С десяток секунд на площади стояла мёртвая тишина. Только ветер шуршал над щебёнкой, волоча по ней какие-то грязные тряпки, да хлопал заборной калиткой, сиротливо болтающейся на единственном устоявшем после взрыва столбе...
— Итак, кто желает покинуть это не слишком гостеприимное место? — нарушил я подзатянувшееся молчание.
Стоящие на площади люди, будто очнувшись от наваждения, зашумели, задвигались, загомонили.
Я поднял руку, призывая к вниманию:
— Объясняю по пунктам. Первое: кто хочет уйти отсюда, может идти со мной. Второе: кто хочет остаться, может остаться. Третье: кто не хочет ни того, ни другого, может делать всё, что захочет, когда я уйду отсюда. Понятно?
— Зачем мы тебе, командор? — послышалось из толпы.
Я усмехнулся:
— Ну, если я скажу, что мне просто нравится делать людям добро, вы ж всё равно не поверите.
Ответом мне стал громкий хохот.
— Ну а если по существу, то мне позарез надо разобраться с одним городишком. С местной магической сволочью хочу поквитаться... Ну и пограбить потом, не без этого, — добавил потом, чуть осклабившись.
— А городок-то богатый? — спросили опять из толпы.
— Приморский.
И этим всё было сказано. Где море, там и торговля. А где торговля, там деньги.
— А с этим что будем делать? — выступил вперёд очередной каторжник и, закатав рукав, показал выбитый на запястье номер.
— Видите, что здесь? — закатал я тоже рукав.
— Не видим... Там нет ничего... — крикнули мне сразу несколько голосов.
— В том-то и дело, что нет. А раньше было. Девяносто четыре семьдесят шесть. Было, да сплыло. И если вы пойдёте со мной, у вас тоже не будет. Дело сделаем, городишко почикаем, и не будет. А после идите, куда хотите. Хотите, со мной оставайтесь — планов у меня ещё много. Хотите, домой в Империю. А можете, например, в Драаран податься, в Драаране лихие парни в цене... Ну? Кто хочет свалить отсюда прямо сейчас?..
— А как мы отсюда свалим? — нашёлся ещё один сомневающийся. — Тут же болото везде. Мёртвые топи. А за болотом лес... Гиблый.
— Повторяю ещё раз, — возвысил я голос. — Как выбраться из Урочища — забота моя. Ваша — только решиться. Кто за, остаётся в строю. Кто против, идите к кузне, где вертухаи. И помните: я никого не неволю. Каждый решает сам.
Решение зэки принимали недолго. Уже через пару минут толпа окончательно разделилась.
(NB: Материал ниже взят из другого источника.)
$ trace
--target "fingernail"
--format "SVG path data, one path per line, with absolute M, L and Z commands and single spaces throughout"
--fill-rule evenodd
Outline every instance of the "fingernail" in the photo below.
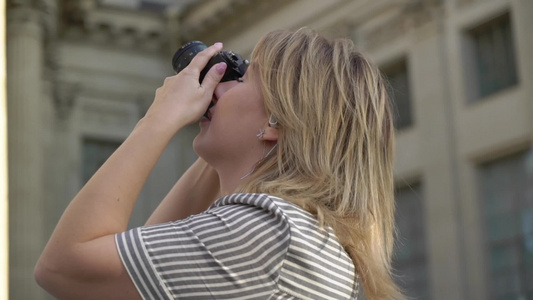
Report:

Большая часть осталась стоять на месте, меньшая переместилась к кузне. Пересчёт показал: со мной решили идти двести три из двухсот девяносто двух заключённых. Примерно две трети, как и предполагалось — за проведённые на каторге месяцы я всё-таки смог изучить контингент и царящие в нём настроения.